Beyond Segmentation: An Oil Spill Change Detection Framework Using Synthetic SAR Imagery
- URL: http://arxiv.org/abs/2601.02139v1
- Date: Mon, 05 Jan 2026 14:10:13 GMT
- Title: Beyond Segmentation: An Oil Spill Change Detection Framework Using Synthetic SAR Imagery
- Authors: Chenyang Lai, Shuaiyu Chen, Tianjin Huang, Siyang Song, Guangliang Cheng, Chunbo Luo, Zeyu Fu,
- Abstract summary: Oil Spill Change Detection (OSCD) is a new bi-temporal task that focuses on identifying changes between pre- and post-spill SAR images.<n>Results show that OSCD significantly reduces false positives and improves detection accuracy compared to conventional segmentation.

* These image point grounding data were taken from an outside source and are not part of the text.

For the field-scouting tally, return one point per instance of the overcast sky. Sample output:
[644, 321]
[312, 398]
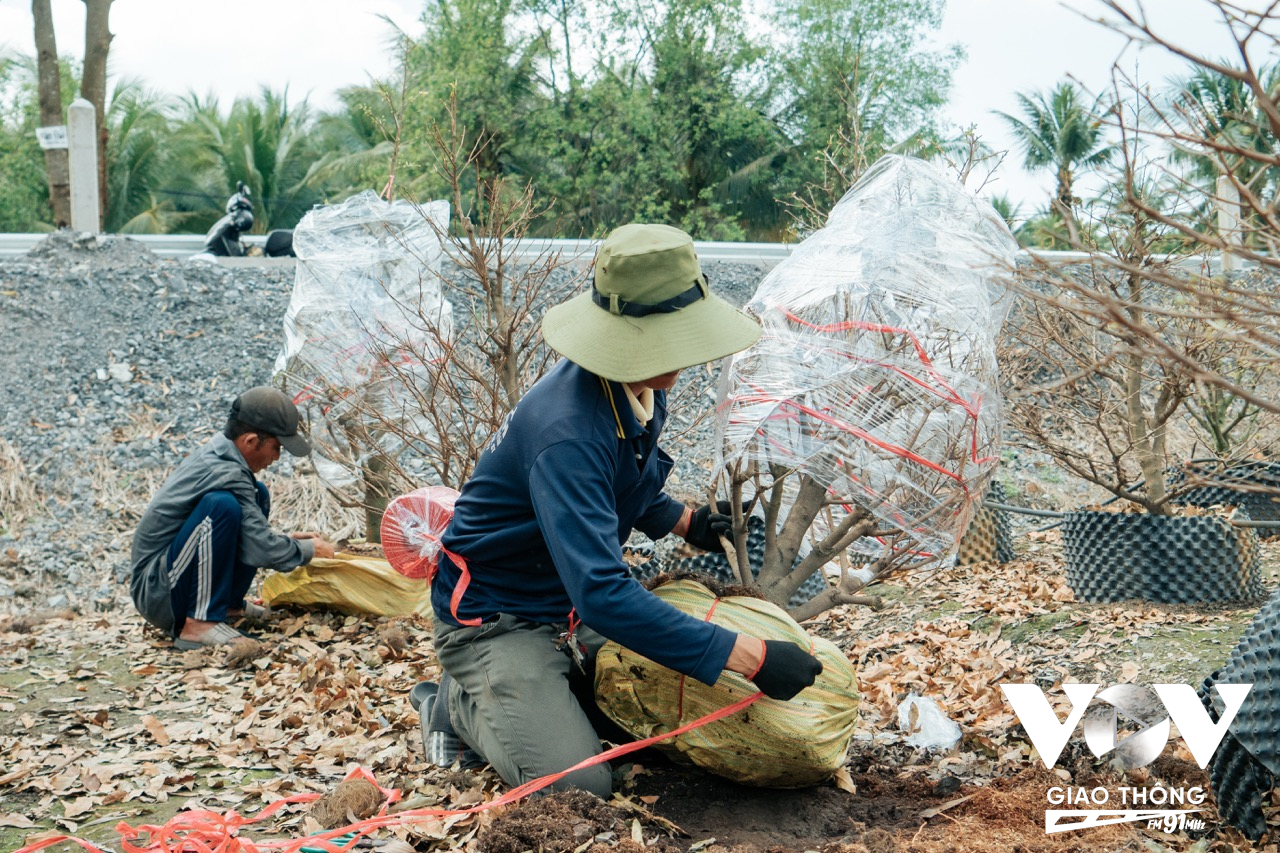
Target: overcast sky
[316, 46]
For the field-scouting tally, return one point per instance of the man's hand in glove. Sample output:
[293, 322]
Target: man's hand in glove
[708, 524]
[785, 670]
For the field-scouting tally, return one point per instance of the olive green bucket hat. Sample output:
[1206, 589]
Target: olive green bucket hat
[649, 310]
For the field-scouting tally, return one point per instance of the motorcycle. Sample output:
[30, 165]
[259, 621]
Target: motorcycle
[224, 238]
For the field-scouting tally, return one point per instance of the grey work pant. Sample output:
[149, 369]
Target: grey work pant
[519, 701]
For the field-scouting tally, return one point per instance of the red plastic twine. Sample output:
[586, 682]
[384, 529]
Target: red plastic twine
[206, 831]
[941, 388]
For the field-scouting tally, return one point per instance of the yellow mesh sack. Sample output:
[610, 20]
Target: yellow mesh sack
[768, 744]
[350, 584]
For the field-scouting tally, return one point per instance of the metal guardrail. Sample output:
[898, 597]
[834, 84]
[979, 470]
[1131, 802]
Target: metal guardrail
[188, 245]
[767, 254]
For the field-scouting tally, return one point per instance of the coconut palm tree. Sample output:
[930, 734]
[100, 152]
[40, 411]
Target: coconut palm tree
[1063, 132]
[266, 142]
[1219, 128]
[140, 163]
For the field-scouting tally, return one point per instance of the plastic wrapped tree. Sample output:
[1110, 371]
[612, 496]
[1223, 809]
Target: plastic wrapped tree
[865, 423]
[365, 318]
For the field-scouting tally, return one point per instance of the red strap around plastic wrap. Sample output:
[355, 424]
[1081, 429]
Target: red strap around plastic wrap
[411, 529]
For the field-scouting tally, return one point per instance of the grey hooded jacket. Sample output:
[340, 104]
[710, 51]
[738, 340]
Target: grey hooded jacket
[216, 465]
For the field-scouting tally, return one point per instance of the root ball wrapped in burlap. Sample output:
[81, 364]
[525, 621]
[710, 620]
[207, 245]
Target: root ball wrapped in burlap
[768, 744]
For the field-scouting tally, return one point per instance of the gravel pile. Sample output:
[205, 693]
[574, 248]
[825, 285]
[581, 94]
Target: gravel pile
[118, 364]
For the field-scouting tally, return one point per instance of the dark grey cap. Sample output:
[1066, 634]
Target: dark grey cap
[272, 411]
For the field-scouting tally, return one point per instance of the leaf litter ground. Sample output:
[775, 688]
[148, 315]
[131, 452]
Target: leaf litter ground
[103, 721]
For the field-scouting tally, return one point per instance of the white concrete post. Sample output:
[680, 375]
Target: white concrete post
[1228, 203]
[82, 141]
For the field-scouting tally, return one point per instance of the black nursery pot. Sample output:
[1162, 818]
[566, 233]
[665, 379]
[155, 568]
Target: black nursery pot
[990, 537]
[1251, 486]
[1115, 556]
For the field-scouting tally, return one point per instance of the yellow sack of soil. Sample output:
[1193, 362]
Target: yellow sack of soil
[350, 584]
[771, 743]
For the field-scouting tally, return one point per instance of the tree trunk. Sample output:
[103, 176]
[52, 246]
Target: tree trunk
[97, 42]
[50, 91]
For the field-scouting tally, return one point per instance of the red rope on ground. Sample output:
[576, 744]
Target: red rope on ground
[206, 831]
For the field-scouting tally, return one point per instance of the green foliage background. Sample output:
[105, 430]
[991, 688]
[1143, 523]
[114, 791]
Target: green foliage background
[689, 112]
[730, 122]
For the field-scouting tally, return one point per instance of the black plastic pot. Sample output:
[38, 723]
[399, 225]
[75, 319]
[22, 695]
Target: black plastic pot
[1255, 487]
[1244, 767]
[1115, 556]
[990, 537]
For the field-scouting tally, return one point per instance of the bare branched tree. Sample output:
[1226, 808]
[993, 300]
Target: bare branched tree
[1156, 324]
[446, 383]
[1224, 209]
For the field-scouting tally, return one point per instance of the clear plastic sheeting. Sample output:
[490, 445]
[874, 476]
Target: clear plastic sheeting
[876, 374]
[366, 295]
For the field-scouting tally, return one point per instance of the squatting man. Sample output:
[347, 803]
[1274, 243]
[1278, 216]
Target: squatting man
[531, 578]
[205, 533]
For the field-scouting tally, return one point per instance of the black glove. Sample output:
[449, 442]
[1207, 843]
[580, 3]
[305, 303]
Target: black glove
[785, 670]
[708, 525]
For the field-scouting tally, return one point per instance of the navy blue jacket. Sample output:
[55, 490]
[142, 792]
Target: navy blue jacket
[542, 523]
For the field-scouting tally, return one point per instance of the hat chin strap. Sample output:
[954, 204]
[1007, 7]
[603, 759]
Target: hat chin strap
[616, 306]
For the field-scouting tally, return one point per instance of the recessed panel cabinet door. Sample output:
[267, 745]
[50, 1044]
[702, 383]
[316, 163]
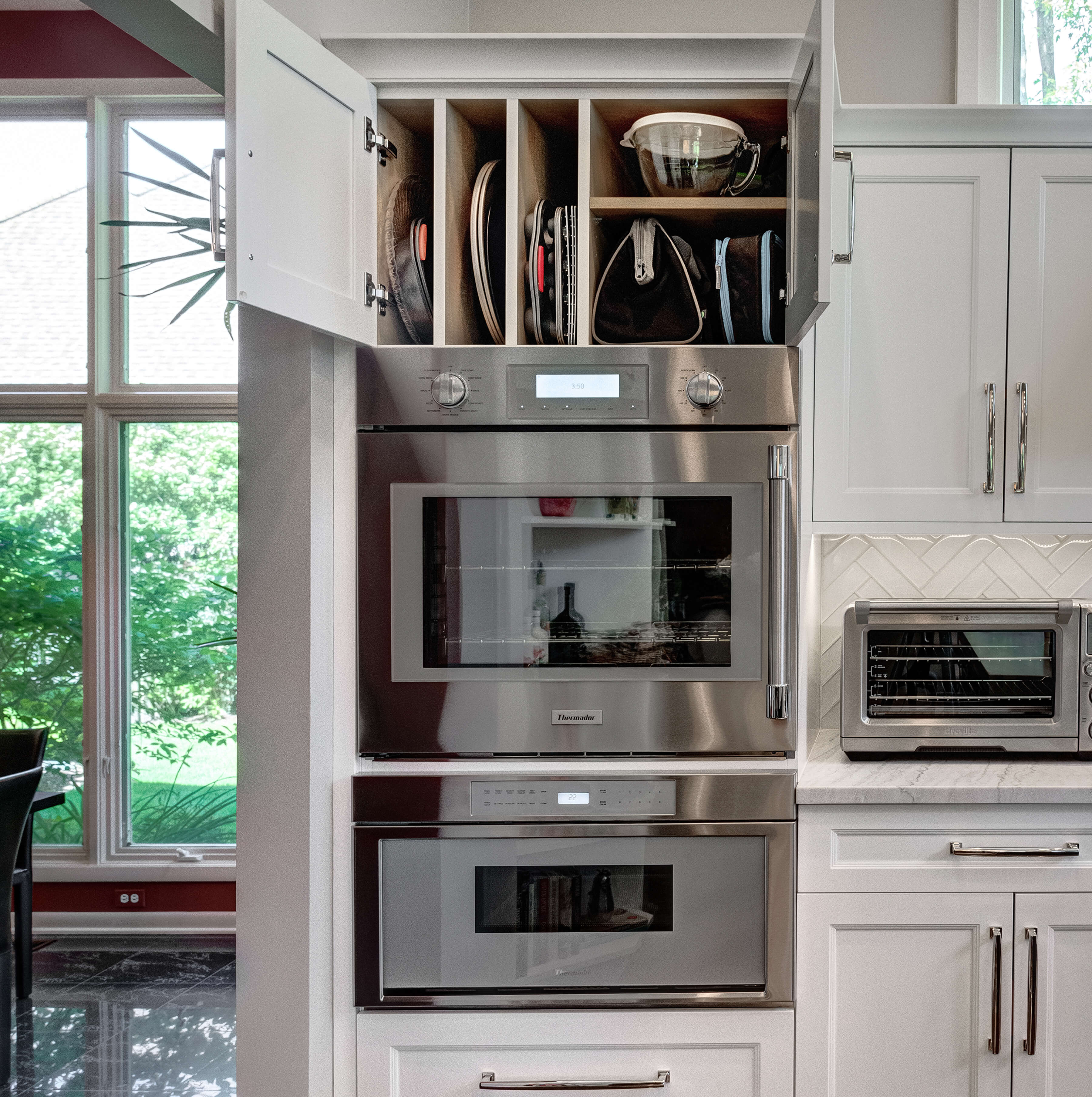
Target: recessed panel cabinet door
[914, 339]
[897, 995]
[1052, 1050]
[301, 181]
[1049, 438]
[811, 143]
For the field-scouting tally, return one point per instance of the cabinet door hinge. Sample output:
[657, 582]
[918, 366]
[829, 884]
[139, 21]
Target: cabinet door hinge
[375, 291]
[378, 141]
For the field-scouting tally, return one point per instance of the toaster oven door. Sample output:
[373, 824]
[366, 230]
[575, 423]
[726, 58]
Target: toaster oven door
[961, 680]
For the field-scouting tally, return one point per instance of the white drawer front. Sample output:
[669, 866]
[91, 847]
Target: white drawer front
[896, 848]
[708, 1054]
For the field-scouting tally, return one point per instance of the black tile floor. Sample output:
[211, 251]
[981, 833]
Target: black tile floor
[114, 1016]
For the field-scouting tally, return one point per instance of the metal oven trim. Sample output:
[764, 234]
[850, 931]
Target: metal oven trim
[781, 886]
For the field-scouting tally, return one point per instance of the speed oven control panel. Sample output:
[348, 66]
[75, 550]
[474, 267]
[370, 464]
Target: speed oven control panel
[508, 799]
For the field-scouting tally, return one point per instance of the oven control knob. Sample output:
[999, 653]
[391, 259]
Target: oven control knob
[449, 390]
[704, 390]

- Score: 36.496017161452215
- License: http://creativecommons.org/licenses/by-nc-sa/4.0/
- Abstract: Marine oil spills are urgent environmental hazards that demand rapid and reliable detection to minimise ecological and economic damage. While Synthetic Aperture Radar (SAR) imagery has become a key tool for large-scale oil spill monitoring, most existing detection methods rely on deep learning-based segmentation applied to single SAR images. These static approaches struggle to distinguish true oil spills from visually similar oceanic features (e.g., biogenic slicks or low-wind zones), leading to high false positive rates and limited generalizability, especially under data-scarce conditions. To overcome these limitations, we introduce Oil Spill Change Detection (OSCD), a new bi-temporal task that focuses on identifying changes between pre- and post-spill SAR images. As real co-registered pre-spill imagery is not always available, we propose the Temporal-Aware Hybrid Inpainting (TAHI) framework, which generates synthetic pre-spill images from post-spill SAR data. TAHI integrates two key components: High-Fidelity Hybrid Inpainting for oil-free reconstruction, and Temporal Realism Enhancement for radiometric and sea-state consistency. Using TAHI, we construct the first OSCD dataset and benchmark several state-of-the-art change detection models. Results show that OSCD significantly reduces false positives and improves detection accuracy compared to conventional segmentation, demonstrating the value of temporally-aware methods for reliable, scalable oil spill monitoring in real-world scenarios.